Beitragvon ~Borderline~ » 14. Sep 2011 - 10:49


hi,
ich selbst bin Borderliner-diagnostiziert wurde es öffentlich und doch zu spät 2003 beim Glaubwürdigkeitsgutachten vor Gericht gegen meinen damaligen Pflegevater,der mich im Alter von 11 Jahren sexuell missbrauchte.

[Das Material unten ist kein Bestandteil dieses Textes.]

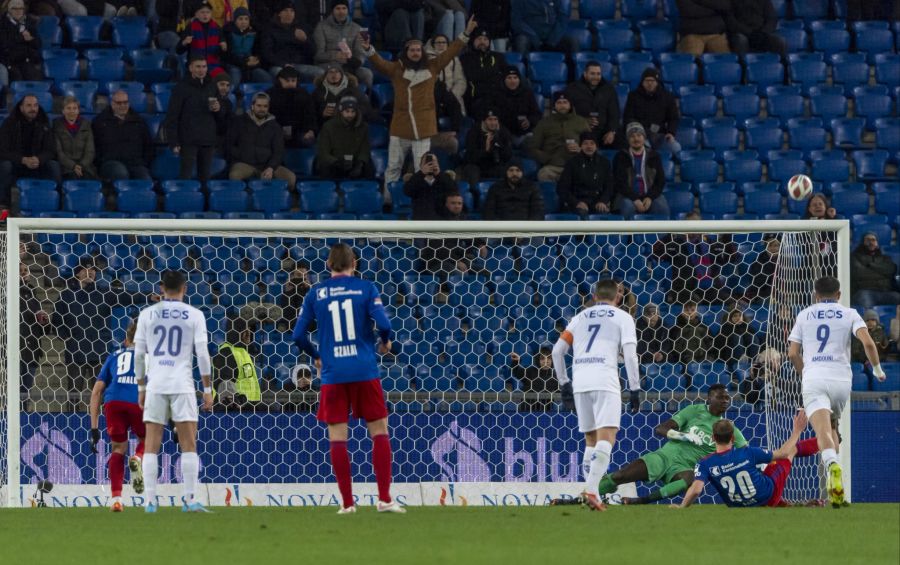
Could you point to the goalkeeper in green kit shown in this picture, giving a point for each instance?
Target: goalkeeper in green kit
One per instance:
(690, 439)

Da gewesen ist es schon immer.
Aus meiner Lebensgeschichte ist deutlich ersichtlich,was die Ursachen dafür sind.

~ich kam im Alter v.2 Monaten in ein Säuglingsheim,wurde hin und wieder zur leiblichen Mutter "beurlaubt",aber es scheiterte an allem-sie hatte ständig neue partner mit großem Gewaltpotenzial und alkoholabhängig-diese schlugen mich stets Krankenhausreif,lag immer auf der Intensivstation,meine Mutter interessierte das alles nicht u.sie war nie da u.wenn,dann schaffte sie es nicht mal,mich wenigstens ordentlich zu ernähren-lag also selbst wegen Unterernährung oder Vergiftung im Krankenhaus.
Nach den Krankenhausaufenthalten landete ich immer wieder im Kinderheim u.dennoch bekam sie vom Jugendamt immer wieder die Chance,sich zu beweisen,das sie es hätte besser machen können.
Immer wieder gab man mich auf Probe zu ihr-sie lernte nichts daraus.
Sperrte mich eine Woche lang in einen dunklen kalten Keller in Schlafzeug und ihne Essen ohne Nichts.
~dann kam ich nach Bahratal ins Kinderheim und durfte kurzweilig mal Kind sein.
~im Alter v.10 Jahren kam ich in eine Pflegefamilie-von der Pflegemutter v.Anfang an abgelehnt und als Konkurrentin gesehen und vom Pflegevater dann mit 11 missbraucht.